Garipce - Die Sonne strahlt, die Vögel zwitschern in den Maulbeerbäumen und die Fischerboote schaukeln im Hafen. Die Welt scheint in Ordnung zu sein in Garipce, einem beschaulichen kleinen Fischerdorf am Bosporus im Norden der türkischen Metropole Istanbul. Aber die Idylle trügt, sagt die Hausfrau Elvan Aslan. „Zu dieser Jahreszeit müssten wir nachts eigentlich die Nachtigallen singen hören“, sagt sie. „Aber wenn ich im Bett liege und lausche, höre ich nur Baulärm.“

Nur ein paar hundert Meter vom Dorf entfernt haben die Arbeiten an einem milliardenschweren Projekt begonnen, das Garipce für immer verändern wird: Am Mittwoch legen Staatspräsident Abdullah Gül und Ministerpräsident Recep Tayyip Erdogan in einer Bucht in der Nähe des Dorfes offiziell den Grundstein für eine neue Autobahnbrücke über den Bosporus. In zwei Jahren soll die Hängebrücke fertig sein – umstritten ist sie schon jetzt.

Zwei Brücken über die Meerenge, die Asien und Europa trennt, hat Istanbul bereits: die „Bosporus-Brücke“ aus dem Jahr 1973 und die 1988 gebaute „Fatih-Sultan-Mehmet-Brücke“. Nun soll die dritte Brücke hinzukommen, als Teil eines neuen Autobahnrings von 414 Kilometern Länge um die 15-Millionen-Stadt Istanbul. Erdogan verspricht, die 2,5 Milliarden Dollar teure und knapp 1,3 Kilometer lange Brücke werde den Istanbuler Pendlern das Leben leichter machen. Derzeit kann die Fahrt von der Wohnung im asiatischen Teil der Riesenstadt zur Arbeit in Europa oder andersherum mehrere Stunden dauern. 140 Millionen Fahrzeuge überqueren die beiden bestehenden Brücken jedes Jahr.

Der rasante Wirtschaftsaufschwung der Türkei hat die Brücken zu Engpässen gemacht. Die neue Brücke soll acht Fahrbahnen für Autos und zwei Schienenstränge haben, die den Bosporus in rund 60 Meter Höhe überqueren. Gebaut wird sie von einem türkisch-italienischen Konsortium, das in den ersten zehn Jahren des Betriebs mit Maut Geld verdienen darf.

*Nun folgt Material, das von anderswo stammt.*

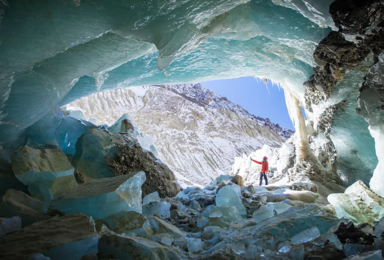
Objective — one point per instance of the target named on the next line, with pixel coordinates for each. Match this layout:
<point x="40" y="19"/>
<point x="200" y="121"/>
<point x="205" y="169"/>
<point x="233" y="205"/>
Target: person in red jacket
<point x="264" y="169"/>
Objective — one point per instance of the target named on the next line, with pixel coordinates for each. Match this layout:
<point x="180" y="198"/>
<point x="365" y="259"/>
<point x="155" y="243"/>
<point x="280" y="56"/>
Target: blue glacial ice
<point x="78" y="230"/>
<point x="157" y="207"/>
<point x="240" y="38"/>
<point x="101" y="198"/>
<point x="8" y="225"/>
<point x="46" y="172"/>
<point x="230" y="195"/>
<point x="152" y="197"/>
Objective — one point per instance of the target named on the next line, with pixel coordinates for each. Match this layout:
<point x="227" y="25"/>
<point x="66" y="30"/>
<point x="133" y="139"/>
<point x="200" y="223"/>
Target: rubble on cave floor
<point x="196" y="224"/>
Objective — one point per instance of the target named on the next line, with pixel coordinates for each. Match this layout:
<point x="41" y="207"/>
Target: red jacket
<point x="264" y="165"/>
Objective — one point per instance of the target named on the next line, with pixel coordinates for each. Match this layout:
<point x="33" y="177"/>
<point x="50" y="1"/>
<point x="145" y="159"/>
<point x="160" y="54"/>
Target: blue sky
<point x="252" y="95"/>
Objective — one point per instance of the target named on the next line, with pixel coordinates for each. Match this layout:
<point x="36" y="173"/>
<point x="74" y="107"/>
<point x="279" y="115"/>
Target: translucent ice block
<point x="158" y="207"/>
<point x="101" y="198"/>
<point x="230" y="195"/>
<point x="8" y="225"/>
<point x="305" y="236"/>
<point x="154" y="196"/>
<point x="194" y="245"/>
<point x="46" y="172"/>
<point x="66" y="237"/>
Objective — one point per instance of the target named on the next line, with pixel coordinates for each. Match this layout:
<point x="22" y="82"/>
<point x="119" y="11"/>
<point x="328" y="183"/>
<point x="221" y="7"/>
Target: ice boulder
<point x="17" y="203"/>
<point x="152" y="197"/>
<point x="230" y="195"/>
<point x="46" y="172"/>
<point x="194" y="245"/>
<point x="103" y="197"/>
<point x="55" y="130"/>
<point x="263" y="213"/>
<point x="372" y="255"/>
<point x="74" y="112"/>
<point x="358" y="203"/>
<point x="223" y="179"/>
<point x="379" y="228"/>
<point x="124" y="247"/>
<point x="226" y="213"/>
<point x="305" y="236"/>
<point x="67" y="237"/>
<point x="124" y="221"/>
<point x="91" y="149"/>
<point x="8" y="225"/>
<point x="280" y="207"/>
<point x="161" y="226"/>
<point x="8" y="179"/>
<point x="297" y="219"/>
<point x="158" y="207"/>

Nordwestlich der Brücke soll in den kommenden Jahren zudem ein neuer Flughafen entstehen, der größte der Welt. Brücke und Flughafen gehören zu einer Reihe von Großprojekten, mit denen Erdogan bis zum 100. Jubiläum der Republikgründung im Jahr 2023 eine modernisierte Türkei schaffen will.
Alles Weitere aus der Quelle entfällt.